DoD spokesperson Lisa Lawrence responded as follows to an email inquiry from American Family News:

“The Department continues to place a high value on the rights of all members to practice and observe the tenets of their faith. DoDI 1300.17, dated Sept. 1, 2020, distinctly grounds that perspective in the law, rather than a subjective statement of policy.”

“It is noteworthy that a number of other new statements are included, [noting] the standard in Paragraphs 1.2.e.(1) and 1.2.e.(2), the burden of proof is placed upon the DoD Component, not the individual requesting the exemption.”

Fourly argues that although the "burden of proof" is placed upon the DoD, "they haven’t done so – nor do they seem really interested in doing so.” He speculates that the updated policy came as a result of nothing more than pressure from lawmakers amid the draconian response to COVID-19.

DoD spokesperson Lisa Lawrence added:

“[The] DoDI was coordinated with each Military Service as a standard process for the Armed Forces Chaplains Board, [adding that] the Department of the Navy would have reviewed on behalf of the Marine Corps, [and] the Deputy Chief of Chaplains for the Navy is also designated as Chaplain of the Marine Corps.”

Fourly questions the involvement of Marine Corps chaplains – and their apparent lack of response: “Whose team are they really on, and what master do they serve?” he wonders – then summarizes: “The latest revision of the DoD instruction basically says that religious freedom and the practice of one’s religion is not compatible with military service.”

AFN also spoke to Lt. Col. Robert Maginnis (USA-Ret.), who has previous experience writing regulations and reviewing many DoD instructions.

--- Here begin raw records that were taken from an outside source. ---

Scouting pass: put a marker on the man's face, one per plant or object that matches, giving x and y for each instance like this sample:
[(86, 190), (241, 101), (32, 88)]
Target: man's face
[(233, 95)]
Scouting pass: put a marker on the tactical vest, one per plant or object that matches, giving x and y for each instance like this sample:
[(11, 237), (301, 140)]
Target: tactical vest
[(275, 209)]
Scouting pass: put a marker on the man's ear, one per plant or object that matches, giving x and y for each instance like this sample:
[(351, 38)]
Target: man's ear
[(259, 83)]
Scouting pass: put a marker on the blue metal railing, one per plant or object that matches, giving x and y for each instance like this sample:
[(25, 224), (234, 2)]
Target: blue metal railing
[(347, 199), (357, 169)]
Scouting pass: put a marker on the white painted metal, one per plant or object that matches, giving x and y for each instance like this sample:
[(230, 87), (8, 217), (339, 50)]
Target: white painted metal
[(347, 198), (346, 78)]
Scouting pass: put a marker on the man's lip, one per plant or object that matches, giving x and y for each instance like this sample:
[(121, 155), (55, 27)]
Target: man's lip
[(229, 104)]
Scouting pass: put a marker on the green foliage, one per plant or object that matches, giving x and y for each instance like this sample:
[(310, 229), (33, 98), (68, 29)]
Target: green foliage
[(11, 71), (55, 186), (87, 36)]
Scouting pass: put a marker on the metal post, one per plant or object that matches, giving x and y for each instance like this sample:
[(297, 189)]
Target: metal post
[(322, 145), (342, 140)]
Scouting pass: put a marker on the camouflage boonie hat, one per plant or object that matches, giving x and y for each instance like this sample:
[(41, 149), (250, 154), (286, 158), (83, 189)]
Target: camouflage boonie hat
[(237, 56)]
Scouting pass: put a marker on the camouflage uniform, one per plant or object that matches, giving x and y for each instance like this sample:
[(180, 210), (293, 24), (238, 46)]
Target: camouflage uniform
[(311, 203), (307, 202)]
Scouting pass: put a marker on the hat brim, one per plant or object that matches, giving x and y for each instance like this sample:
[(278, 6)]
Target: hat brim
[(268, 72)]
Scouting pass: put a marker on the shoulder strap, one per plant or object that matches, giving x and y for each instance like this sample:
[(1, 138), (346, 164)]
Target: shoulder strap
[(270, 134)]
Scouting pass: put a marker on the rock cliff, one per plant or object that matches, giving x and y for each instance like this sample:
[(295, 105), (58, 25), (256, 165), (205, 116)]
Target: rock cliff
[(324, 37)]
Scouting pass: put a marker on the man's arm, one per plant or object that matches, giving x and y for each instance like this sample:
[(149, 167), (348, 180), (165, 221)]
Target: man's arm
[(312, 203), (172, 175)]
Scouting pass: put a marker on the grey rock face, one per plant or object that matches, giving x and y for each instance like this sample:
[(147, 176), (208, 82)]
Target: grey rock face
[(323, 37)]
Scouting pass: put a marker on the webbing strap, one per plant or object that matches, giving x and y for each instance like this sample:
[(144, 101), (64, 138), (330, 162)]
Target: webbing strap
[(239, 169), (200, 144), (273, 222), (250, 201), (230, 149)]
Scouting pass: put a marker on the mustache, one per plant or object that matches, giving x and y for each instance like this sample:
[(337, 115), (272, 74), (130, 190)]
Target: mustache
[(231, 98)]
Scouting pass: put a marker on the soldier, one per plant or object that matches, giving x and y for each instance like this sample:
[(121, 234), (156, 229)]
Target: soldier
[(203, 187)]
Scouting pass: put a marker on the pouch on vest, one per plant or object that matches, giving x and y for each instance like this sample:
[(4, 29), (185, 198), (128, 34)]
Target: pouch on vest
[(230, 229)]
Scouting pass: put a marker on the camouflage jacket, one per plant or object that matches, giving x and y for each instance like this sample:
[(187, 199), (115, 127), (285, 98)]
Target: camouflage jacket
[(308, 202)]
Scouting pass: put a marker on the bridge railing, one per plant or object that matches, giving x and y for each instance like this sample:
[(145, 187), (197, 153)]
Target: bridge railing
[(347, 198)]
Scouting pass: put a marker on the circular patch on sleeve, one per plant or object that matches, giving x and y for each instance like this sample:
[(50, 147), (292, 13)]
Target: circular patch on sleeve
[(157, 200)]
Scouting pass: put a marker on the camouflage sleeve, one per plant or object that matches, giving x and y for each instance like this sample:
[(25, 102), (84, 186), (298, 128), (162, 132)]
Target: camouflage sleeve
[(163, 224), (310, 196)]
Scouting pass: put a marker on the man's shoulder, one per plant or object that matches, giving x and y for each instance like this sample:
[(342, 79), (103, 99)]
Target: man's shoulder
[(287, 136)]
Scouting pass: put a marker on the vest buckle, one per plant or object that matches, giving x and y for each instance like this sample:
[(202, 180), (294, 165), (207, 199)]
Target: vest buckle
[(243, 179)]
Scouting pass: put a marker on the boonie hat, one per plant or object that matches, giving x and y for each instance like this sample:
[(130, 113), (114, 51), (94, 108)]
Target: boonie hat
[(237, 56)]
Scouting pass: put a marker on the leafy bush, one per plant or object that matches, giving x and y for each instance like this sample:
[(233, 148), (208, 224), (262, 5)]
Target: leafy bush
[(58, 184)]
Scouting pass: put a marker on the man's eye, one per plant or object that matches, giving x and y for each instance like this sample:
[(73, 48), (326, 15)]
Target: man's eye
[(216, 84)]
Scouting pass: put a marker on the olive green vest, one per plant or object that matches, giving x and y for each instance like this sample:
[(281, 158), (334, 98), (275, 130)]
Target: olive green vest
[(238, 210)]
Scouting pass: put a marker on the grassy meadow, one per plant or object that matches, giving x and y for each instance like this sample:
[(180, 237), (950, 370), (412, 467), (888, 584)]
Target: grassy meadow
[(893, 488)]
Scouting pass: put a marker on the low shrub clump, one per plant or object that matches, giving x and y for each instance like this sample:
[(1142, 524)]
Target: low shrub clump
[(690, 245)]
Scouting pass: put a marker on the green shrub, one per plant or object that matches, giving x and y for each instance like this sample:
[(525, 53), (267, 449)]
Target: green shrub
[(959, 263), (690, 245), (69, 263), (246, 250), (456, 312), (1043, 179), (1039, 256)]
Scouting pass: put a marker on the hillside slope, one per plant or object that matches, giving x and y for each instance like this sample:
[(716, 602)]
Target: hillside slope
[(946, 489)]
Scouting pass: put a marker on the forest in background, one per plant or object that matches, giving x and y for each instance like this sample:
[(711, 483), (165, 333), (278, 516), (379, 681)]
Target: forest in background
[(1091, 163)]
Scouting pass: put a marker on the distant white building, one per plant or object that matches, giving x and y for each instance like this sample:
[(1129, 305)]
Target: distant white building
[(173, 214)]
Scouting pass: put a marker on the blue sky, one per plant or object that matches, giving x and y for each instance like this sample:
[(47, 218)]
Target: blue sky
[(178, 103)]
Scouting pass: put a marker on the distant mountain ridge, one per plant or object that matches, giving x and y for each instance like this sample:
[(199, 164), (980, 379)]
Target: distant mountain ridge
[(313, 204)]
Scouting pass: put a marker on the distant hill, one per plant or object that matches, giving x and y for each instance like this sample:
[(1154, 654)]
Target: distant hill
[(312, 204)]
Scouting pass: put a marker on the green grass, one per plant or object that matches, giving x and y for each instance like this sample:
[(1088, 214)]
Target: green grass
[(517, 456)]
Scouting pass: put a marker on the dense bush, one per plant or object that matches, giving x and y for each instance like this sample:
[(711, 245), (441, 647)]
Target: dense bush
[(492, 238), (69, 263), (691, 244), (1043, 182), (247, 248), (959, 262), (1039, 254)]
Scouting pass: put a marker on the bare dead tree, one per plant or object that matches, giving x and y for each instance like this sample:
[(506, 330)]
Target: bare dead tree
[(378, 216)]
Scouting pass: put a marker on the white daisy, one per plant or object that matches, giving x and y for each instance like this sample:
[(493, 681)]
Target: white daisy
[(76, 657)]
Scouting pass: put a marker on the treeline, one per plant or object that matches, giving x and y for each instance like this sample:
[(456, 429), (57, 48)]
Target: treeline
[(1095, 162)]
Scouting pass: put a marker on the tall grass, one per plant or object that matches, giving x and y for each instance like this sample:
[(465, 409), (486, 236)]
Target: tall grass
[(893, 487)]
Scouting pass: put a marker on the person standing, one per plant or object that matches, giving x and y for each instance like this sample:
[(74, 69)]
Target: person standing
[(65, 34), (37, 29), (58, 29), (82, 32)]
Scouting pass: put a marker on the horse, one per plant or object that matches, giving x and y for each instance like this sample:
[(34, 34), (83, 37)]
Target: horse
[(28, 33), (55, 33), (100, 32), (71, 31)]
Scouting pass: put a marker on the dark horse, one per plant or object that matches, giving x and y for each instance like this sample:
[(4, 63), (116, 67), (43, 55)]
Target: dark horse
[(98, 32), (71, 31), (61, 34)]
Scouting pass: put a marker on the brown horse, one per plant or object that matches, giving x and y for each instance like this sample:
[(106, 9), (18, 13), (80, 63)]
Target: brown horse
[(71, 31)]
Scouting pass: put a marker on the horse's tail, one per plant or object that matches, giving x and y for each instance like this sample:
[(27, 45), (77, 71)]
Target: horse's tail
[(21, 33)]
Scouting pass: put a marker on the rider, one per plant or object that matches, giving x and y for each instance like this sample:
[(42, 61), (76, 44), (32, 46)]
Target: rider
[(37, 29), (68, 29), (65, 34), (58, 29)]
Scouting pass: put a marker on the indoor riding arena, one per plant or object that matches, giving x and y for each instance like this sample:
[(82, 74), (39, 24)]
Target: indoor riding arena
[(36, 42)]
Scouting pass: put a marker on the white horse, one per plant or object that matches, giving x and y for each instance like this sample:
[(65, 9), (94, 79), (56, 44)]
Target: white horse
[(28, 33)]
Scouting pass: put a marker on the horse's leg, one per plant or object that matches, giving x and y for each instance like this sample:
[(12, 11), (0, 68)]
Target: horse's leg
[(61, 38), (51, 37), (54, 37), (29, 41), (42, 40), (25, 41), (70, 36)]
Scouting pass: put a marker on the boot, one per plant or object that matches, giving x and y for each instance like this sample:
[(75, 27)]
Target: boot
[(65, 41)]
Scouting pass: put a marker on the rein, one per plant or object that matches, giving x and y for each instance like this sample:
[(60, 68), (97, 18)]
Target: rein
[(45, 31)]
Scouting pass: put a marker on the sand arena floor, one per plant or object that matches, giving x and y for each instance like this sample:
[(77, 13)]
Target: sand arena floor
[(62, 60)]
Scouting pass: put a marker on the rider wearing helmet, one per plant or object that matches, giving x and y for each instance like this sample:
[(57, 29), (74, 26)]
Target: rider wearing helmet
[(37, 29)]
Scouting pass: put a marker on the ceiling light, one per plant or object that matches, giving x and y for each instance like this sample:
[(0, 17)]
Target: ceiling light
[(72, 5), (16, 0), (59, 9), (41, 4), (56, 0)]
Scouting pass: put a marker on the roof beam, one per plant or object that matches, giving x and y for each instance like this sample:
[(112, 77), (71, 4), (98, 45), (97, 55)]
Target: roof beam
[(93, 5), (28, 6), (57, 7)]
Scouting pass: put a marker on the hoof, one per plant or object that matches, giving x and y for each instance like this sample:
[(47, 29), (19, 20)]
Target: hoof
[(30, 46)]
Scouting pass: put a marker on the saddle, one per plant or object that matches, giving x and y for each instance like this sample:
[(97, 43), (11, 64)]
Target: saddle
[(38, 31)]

“Chaplains may or may not have made a stink about [the revision],” he admits. “It does look like there was a statement about giving deference to a service member’s religious beliefs in the past that ran afoul in this 2020 revision.”

What a difference 3 words can make

DoD Instruction 1300.17 now states [emphasis added]:

“DoD Components have a compelling governmental interest in mission accomplishment at the individual, unit, and organizational levels, including such necessary elements of mission accomplishment as military readiness, unit cohesion, good order and discipline, and health and safety.”

“[That phrase] 'compelling governmental interest' is where the mandate really gets its enforcement,” says Maginnis.

And clearly, says Fourly, “an accommodation can’t go against a compelling governmental interest.” He's convinced that the revised language of the instruction "did nothing more than give them a way out – because who is left to define a compelling government interest? It’s the government, which is under no obligation to substantially define what that interest is.”

That three-word phrase – "compelling governmental interest" – appears eight times in the revised policy.